As a child, my summer vacations were spent visiting a grandfather who lived alone on his peaceful estate on the water. My mom didn’t look forward to it one bit ‑ she worried about his lack of cleanliness, his independence, his profanity, even his snoring. She always spent the first day scrubbing the shower stall we would use.
It was the only situation where I could see a dramatic contrast to her worrying. “Pop” worried about nothing (as far as I could see). He had a big bag of Oreos ready for me when we got there. "What the hell?" he’d say when I raided his pantry. He was confident, involved in his work and his hobbies, and he endured no foolishness. He liked good whiskey, good food, mouthy women. He felt like a big, craggy boulder, rooted firmly in the middle of the river of my parents’ young adult worries. I spent most of the time in his very messy wood shop, being taught how to carve on a lathe.
What a host of feelings rise up in me as I write on this topic: worry was so pervasive in my mom that she considered it a moral imperative. My dad reacted by dreaming of ideal vocations, ideal getaways, and (I later learned) ideal women. It took me years to get free of the two extremes; I did crazy things trying to blast free from the twin devils of worry and fantasizing I had inherited.
Finding the right balance of sensible caution and spontaneity is difficult for most of us; how can I hope to say anything useful when half the self‑help books are already about worry?
I’m helpless. I can’t see you but I desire faith, not fear, for us both. I pray we both take a step back, don’t jump to conclusions and yet don’t withdraw into some little cave in our hearts. I hope we can remember that we don’t really need everyone to like us or be like us.
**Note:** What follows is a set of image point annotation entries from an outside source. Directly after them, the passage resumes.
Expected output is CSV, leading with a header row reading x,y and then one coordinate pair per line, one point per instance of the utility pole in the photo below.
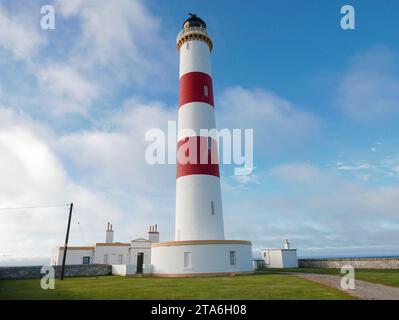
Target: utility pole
x,y
66,242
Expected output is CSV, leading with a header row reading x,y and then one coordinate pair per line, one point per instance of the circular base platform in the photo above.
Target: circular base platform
x,y
201,258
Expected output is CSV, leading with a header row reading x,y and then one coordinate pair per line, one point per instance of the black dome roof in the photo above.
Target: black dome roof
x,y
194,21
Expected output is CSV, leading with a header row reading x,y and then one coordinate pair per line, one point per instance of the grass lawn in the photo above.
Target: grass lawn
x,y
389,277
264,286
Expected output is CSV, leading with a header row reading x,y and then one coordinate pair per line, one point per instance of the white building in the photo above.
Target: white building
x,y
280,258
136,254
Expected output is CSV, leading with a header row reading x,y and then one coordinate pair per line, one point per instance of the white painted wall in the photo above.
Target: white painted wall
x,y
113,253
207,258
195,116
280,258
123,269
73,256
194,218
195,56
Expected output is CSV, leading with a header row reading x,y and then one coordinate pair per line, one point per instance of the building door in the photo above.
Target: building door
x,y
140,260
86,260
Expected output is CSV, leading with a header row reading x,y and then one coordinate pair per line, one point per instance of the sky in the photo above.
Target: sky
x,y
77,101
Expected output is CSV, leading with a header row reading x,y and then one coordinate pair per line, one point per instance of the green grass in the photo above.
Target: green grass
x,y
265,286
389,277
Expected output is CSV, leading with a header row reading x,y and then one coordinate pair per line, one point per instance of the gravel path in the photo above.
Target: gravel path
x,y
363,290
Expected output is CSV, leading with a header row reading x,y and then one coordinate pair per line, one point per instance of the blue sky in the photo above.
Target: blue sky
x,y
76,102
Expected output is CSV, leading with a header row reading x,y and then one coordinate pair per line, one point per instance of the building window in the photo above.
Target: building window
x,y
86,260
232,258
206,93
187,260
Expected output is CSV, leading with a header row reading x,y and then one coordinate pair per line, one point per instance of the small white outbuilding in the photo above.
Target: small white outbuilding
x,y
280,258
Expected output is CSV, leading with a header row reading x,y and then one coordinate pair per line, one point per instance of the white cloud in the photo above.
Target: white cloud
x,y
369,89
363,166
124,39
32,175
66,90
320,211
19,35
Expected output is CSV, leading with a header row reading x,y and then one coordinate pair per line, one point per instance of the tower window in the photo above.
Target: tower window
x,y
232,258
206,93
187,260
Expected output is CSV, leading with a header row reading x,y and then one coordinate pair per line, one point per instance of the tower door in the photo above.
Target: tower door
x,y
140,260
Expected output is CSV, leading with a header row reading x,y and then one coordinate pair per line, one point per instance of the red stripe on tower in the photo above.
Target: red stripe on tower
x,y
195,87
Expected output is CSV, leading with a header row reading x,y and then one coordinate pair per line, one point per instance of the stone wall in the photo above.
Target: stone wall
x,y
366,263
33,272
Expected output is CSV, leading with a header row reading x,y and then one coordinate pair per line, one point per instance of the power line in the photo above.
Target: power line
x,y
35,207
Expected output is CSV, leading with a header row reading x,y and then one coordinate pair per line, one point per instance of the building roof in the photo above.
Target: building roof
x,y
141,240
77,248
282,249
112,244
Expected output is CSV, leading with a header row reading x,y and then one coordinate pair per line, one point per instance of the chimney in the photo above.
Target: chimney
x,y
153,234
109,234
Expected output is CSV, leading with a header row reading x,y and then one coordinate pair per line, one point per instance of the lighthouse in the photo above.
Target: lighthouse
x,y
199,214
199,247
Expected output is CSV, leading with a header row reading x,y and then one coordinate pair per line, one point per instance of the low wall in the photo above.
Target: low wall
x,y
33,272
366,263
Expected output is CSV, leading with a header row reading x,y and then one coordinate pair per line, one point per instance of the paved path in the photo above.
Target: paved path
x,y
363,290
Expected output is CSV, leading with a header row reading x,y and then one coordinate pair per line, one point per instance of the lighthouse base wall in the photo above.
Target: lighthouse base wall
x,y
201,258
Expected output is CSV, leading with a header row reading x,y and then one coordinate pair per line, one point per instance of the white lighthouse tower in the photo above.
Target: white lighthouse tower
x,y
200,246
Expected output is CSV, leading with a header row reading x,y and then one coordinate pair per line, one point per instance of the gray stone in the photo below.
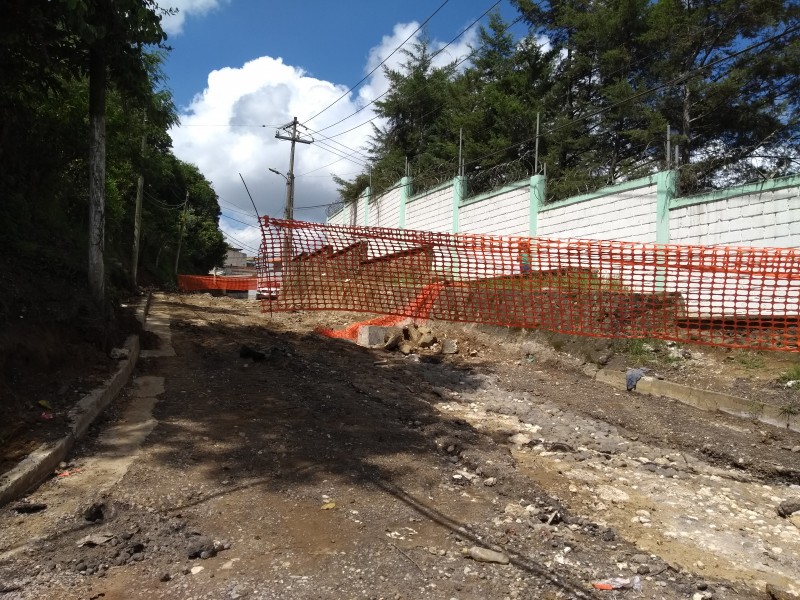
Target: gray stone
x,y
199,545
449,346
371,336
407,347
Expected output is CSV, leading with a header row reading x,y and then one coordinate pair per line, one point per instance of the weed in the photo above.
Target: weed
x,y
638,349
789,410
749,360
793,374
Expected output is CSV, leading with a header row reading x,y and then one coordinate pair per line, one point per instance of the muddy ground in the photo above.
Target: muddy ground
x,y
327,470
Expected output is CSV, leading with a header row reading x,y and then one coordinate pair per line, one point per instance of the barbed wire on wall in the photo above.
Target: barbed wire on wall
x,y
480,181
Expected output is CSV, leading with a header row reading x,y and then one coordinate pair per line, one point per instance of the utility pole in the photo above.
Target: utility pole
x,y
137,219
288,212
180,236
294,138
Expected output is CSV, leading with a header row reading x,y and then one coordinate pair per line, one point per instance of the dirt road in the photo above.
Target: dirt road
x,y
326,470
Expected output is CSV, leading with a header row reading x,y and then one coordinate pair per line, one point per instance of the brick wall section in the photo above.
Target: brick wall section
x,y
626,216
762,219
501,214
431,212
385,210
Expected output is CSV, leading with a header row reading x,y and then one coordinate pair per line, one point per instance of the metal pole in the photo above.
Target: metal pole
x,y
536,150
289,212
137,219
460,145
669,152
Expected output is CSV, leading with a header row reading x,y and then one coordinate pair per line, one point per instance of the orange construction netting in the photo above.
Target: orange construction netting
x,y
736,297
199,283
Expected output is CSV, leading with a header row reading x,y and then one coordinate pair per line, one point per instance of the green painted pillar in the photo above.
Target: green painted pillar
x,y
405,188
367,196
666,190
459,193
538,183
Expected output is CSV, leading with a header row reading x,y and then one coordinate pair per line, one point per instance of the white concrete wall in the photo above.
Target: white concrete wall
x,y
385,210
762,219
342,217
507,213
627,216
432,211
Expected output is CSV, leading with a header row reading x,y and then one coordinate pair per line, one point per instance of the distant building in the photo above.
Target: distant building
x,y
234,257
237,264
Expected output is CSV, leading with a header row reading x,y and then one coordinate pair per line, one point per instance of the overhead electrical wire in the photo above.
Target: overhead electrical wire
x,y
363,79
671,82
674,81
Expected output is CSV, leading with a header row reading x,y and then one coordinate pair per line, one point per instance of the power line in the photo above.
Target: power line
x,y
239,242
434,55
242,222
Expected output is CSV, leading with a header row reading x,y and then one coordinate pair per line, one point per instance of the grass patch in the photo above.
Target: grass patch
x,y
792,374
575,280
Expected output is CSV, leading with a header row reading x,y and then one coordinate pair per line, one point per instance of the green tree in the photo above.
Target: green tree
x,y
496,101
733,106
417,128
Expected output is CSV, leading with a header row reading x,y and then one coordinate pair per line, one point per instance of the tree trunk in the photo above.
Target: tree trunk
x,y
686,148
97,174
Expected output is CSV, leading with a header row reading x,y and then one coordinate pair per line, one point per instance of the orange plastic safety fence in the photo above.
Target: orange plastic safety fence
x,y
197,283
736,297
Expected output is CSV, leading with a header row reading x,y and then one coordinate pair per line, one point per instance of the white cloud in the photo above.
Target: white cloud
x,y
173,24
229,128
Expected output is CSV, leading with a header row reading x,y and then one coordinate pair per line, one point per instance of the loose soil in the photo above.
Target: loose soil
x,y
327,470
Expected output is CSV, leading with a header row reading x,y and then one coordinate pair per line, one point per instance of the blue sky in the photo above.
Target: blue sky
x,y
240,68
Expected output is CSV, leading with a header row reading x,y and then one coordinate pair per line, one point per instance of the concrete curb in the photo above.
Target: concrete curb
x,y
41,463
702,399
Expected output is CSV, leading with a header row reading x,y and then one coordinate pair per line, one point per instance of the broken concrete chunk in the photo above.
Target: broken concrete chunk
x,y
789,507
449,346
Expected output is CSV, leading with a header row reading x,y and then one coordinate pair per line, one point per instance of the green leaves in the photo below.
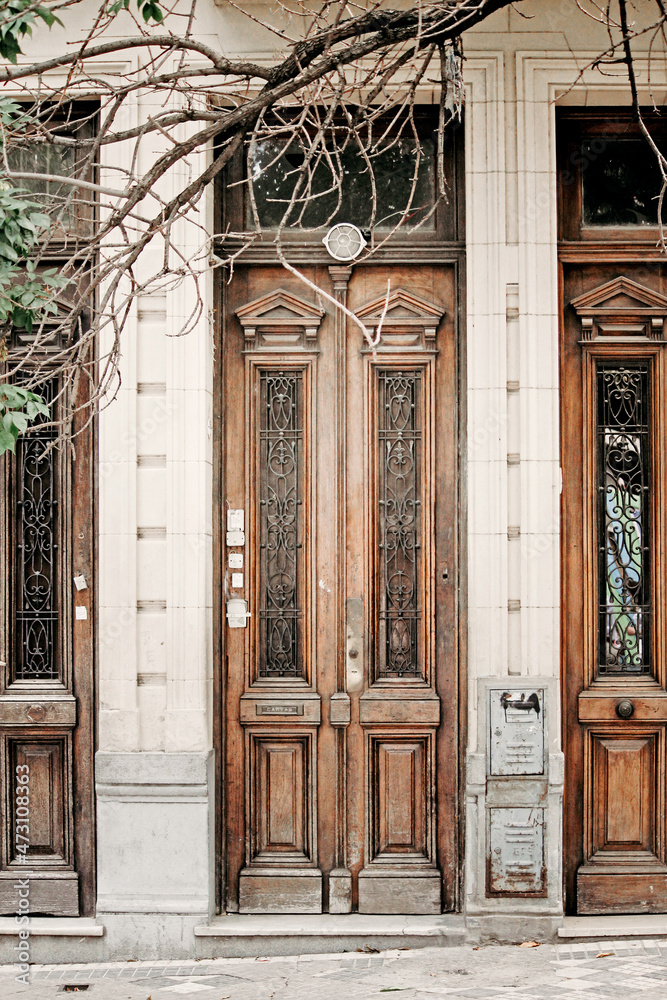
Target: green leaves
x,y
150,9
17,18
18,408
26,295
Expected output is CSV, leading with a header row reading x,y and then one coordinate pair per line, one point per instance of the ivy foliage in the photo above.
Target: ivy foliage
x,y
27,296
149,9
17,19
18,408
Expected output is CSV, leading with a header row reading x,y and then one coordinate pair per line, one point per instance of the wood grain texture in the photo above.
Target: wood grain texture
x,y
315,818
613,310
50,725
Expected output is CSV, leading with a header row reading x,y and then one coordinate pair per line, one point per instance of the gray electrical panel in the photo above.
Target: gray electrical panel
x,y
516,856
516,743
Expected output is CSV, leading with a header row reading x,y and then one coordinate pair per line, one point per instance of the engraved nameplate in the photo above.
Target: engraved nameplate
x,y
279,709
516,740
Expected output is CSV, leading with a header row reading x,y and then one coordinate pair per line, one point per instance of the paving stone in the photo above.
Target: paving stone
x,y
572,971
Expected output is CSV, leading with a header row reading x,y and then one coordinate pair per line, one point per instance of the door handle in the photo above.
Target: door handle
x,y
237,612
529,704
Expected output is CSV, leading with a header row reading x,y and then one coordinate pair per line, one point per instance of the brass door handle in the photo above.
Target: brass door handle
x,y
625,709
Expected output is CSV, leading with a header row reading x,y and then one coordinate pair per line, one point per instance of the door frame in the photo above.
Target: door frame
x,y
623,250
436,251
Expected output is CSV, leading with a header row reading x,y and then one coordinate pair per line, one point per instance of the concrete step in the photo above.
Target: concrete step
x,y
240,935
615,927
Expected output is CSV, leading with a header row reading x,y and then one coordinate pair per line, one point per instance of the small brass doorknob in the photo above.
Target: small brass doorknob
x,y
625,709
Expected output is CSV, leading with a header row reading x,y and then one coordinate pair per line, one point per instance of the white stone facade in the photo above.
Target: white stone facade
x,y
156,851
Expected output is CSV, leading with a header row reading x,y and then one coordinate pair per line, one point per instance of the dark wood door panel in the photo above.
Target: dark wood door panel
x,y
338,759
47,536
614,527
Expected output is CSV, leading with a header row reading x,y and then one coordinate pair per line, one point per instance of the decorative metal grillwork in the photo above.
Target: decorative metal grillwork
x,y
281,500
35,604
623,518
399,521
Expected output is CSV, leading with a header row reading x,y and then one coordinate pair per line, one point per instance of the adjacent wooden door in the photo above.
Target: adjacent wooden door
x,y
47,545
340,695
614,455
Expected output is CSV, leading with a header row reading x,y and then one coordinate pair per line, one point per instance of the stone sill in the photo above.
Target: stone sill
x,y
642,925
332,925
53,927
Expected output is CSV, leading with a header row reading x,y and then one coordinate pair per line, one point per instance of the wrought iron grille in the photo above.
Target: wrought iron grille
x,y
399,521
280,515
624,503
36,525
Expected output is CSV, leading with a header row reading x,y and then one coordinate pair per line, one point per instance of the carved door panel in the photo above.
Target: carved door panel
x,y
46,677
341,692
614,573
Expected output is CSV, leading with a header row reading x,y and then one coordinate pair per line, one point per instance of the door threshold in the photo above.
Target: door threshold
x,y
237,935
642,925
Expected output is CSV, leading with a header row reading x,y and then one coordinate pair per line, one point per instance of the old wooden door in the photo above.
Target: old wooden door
x,y
614,519
341,692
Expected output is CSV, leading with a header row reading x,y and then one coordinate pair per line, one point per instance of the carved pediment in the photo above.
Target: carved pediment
x,y
621,308
280,321
407,321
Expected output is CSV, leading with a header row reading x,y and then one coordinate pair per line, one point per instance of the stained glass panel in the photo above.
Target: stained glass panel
x,y
624,509
35,603
280,516
399,522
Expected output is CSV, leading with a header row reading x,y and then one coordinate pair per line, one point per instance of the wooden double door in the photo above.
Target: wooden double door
x,y
340,528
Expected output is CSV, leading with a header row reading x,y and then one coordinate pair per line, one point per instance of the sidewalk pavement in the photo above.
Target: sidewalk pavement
x,y
609,970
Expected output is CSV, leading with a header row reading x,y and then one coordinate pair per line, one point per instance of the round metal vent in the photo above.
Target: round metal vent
x,y
344,241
I believe we can live with imperfection within and without, can be grateful, and can relax.
This entire website is, you have guessed by now, the best gift I've been able to craft for all the seekers who may find their ways here.
Do not worry about your life, what you will eat or what you will drink or what you will wear. Is not life more than food, and the body more than clothing? Can any of you by worrying add a single hour to your span of life? Do not worry about tomorrow, for tomorrow will bring worries of its own. Today’s trouble is enough for today.